Using ** word2vec ** based on the lyrics data of all songs of Hinatazaka46, ** Natural language ⇒ Numerical value ** I would like to convert it to and play with it.
** Magic to convert words to vectors **

** How words turn into vectors? ** **

The weights W, W "are calculated by using the words around the input word (** this time, the distance is 1 **) as the teacher data. The calculated weight W represents the vector of each word.
 
Collect data according to the task you want to solve
Remove meaningless noise such as HTML tags ・ ** Beautiful Soup ** ・ ** Standard library re module **
#1.Scraping
import requests
from bs4 import BeautifulSoup
import warnings
warnings.filterwarnings('ignore')
target_url = "https://www.uta-net.com/search/?Aselect=1&Keyword=%E6%97%A5%E5%90%91%E5%9D%82&Bselect=3&x=0&y=0"

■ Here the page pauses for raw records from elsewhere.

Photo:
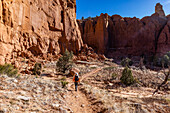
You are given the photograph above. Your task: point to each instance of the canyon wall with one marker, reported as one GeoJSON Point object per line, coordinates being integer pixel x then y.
{"type": "Point", "coordinates": [118, 36]}
{"type": "Point", "coordinates": [37, 27]}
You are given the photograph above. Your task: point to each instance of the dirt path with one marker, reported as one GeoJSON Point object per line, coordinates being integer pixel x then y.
{"type": "Point", "coordinates": [77, 101]}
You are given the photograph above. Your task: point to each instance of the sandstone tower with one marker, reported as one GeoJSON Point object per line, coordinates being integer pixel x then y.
{"type": "Point", "coordinates": [159, 10]}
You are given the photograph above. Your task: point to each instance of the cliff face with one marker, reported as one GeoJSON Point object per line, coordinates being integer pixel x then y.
{"type": "Point", "coordinates": [118, 36]}
{"type": "Point", "coordinates": [37, 27]}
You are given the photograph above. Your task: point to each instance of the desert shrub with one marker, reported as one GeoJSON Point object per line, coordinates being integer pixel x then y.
{"type": "Point", "coordinates": [109, 68]}
{"type": "Point", "coordinates": [37, 69]}
{"type": "Point", "coordinates": [65, 62]}
{"type": "Point", "coordinates": [64, 83]}
{"type": "Point", "coordinates": [63, 78]}
{"type": "Point", "coordinates": [127, 77]}
{"type": "Point", "coordinates": [126, 62]}
{"type": "Point", "coordinates": [8, 69]}
{"type": "Point", "coordinates": [163, 61]}
{"type": "Point", "coordinates": [114, 76]}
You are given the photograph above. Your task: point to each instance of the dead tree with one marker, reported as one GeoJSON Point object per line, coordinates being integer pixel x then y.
{"type": "Point", "coordinates": [165, 80]}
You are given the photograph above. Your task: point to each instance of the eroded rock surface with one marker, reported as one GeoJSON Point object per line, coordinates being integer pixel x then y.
{"type": "Point", "coordinates": [115, 35]}
{"type": "Point", "coordinates": [37, 26]}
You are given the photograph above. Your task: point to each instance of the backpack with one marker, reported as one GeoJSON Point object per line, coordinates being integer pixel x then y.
{"type": "Point", "coordinates": [76, 78]}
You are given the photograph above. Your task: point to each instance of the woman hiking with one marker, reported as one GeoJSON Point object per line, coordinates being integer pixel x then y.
{"type": "Point", "coordinates": [76, 80]}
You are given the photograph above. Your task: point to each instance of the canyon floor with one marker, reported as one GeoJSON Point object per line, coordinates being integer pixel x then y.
{"type": "Point", "coordinates": [100, 91]}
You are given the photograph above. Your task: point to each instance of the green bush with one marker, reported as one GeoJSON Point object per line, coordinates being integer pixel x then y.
{"type": "Point", "coordinates": [163, 61]}
{"type": "Point", "coordinates": [64, 83]}
{"type": "Point", "coordinates": [37, 69]}
{"type": "Point", "coordinates": [126, 62]}
{"type": "Point", "coordinates": [8, 69]}
{"type": "Point", "coordinates": [127, 77]}
{"type": "Point", "coordinates": [65, 62]}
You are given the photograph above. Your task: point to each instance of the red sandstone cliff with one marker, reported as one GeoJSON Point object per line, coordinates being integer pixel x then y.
{"type": "Point", "coordinates": [115, 35]}
{"type": "Point", "coordinates": [37, 27]}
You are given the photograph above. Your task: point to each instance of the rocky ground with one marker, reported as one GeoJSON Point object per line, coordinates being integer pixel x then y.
{"type": "Point", "coordinates": [99, 91]}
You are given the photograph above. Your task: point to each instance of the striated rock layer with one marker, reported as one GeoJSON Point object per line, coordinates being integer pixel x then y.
{"type": "Point", "coordinates": [118, 36]}
{"type": "Point", "coordinates": [37, 27]}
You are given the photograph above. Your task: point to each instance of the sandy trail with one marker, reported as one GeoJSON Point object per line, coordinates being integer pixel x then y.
{"type": "Point", "coordinates": [77, 101]}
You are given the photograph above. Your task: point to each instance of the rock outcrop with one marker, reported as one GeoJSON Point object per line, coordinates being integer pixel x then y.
{"type": "Point", "coordinates": [37, 27]}
{"type": "Point", "coordinates": [118, 36]}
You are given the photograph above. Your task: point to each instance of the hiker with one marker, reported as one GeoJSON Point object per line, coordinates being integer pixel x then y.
{"type": "Point", "coordinates": [76, 80]}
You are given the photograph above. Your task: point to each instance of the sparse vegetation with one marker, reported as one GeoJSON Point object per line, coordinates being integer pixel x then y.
{"type": "Point", "coordinates": [65, 62]}
{"type": "Point", "coordinates": [37, 69]}
{"type": "Point", "coordinates": [64, 83]}
{"type": "Point", "coordinates": [108, 68]}
{"type": "Point", "coordinates": [114, 76]}
{"type": "Point", "coordinates": [64, 78]}
{"type": "Point", "coordinates": [127, 77]}
{"type": "Point", "coordinates": [8, 69]}
{"type": "Point", "coordinates": [163, 61]}
{"type": "Point", "coordinates": [126, 62]}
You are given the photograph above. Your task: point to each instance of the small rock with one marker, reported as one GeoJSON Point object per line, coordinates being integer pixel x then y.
{"type": "Point", "coordinates": [24, 98]}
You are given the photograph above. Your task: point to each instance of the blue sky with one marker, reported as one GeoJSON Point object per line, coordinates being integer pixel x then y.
{"type": "Point", "coordinates": [125, 8]}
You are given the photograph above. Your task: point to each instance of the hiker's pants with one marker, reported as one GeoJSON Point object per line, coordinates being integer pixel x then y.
{"type": "Point", "coordinates": [76, 84]}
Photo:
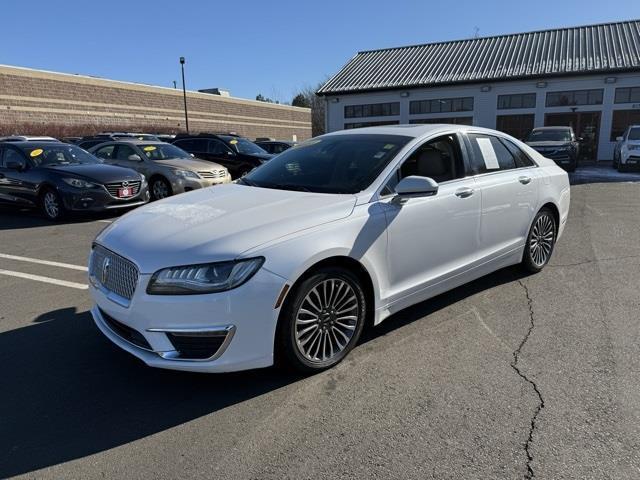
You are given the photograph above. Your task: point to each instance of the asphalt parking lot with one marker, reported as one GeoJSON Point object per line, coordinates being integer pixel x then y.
{"type": "Point", "coordinates": [511, 376]}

r = requests.get(target_url)
soup = BeautifulSoup(r.text,"html.parser")
music_list = soup.find_all('td', class_='side td1')
url_list = [] #Extract the URL of each song name from the song list and put it in the list
for elem in music_list:
    a = elem.find("a")
    b = a.attrs['href']
    url_list.append(b)
#<td class="side td1">
#    <a href="/song/291307/"> Azato Kawaii </a>
#</td>  
#<td class="side td1">
#    <a href="/song/250797/"> Uncomfortable and grown up </a>
#</td>  
 
hinataza_kashi = "" #Send Request for each song and extract lyrics
base_url = "https://www.uta-net.com"
for i in range(len(url_list)):
    target_url = base_url + url_list[i]
    r = requests.get(target_url)
    soup = BeautifulSoup(r.text,"html.parser")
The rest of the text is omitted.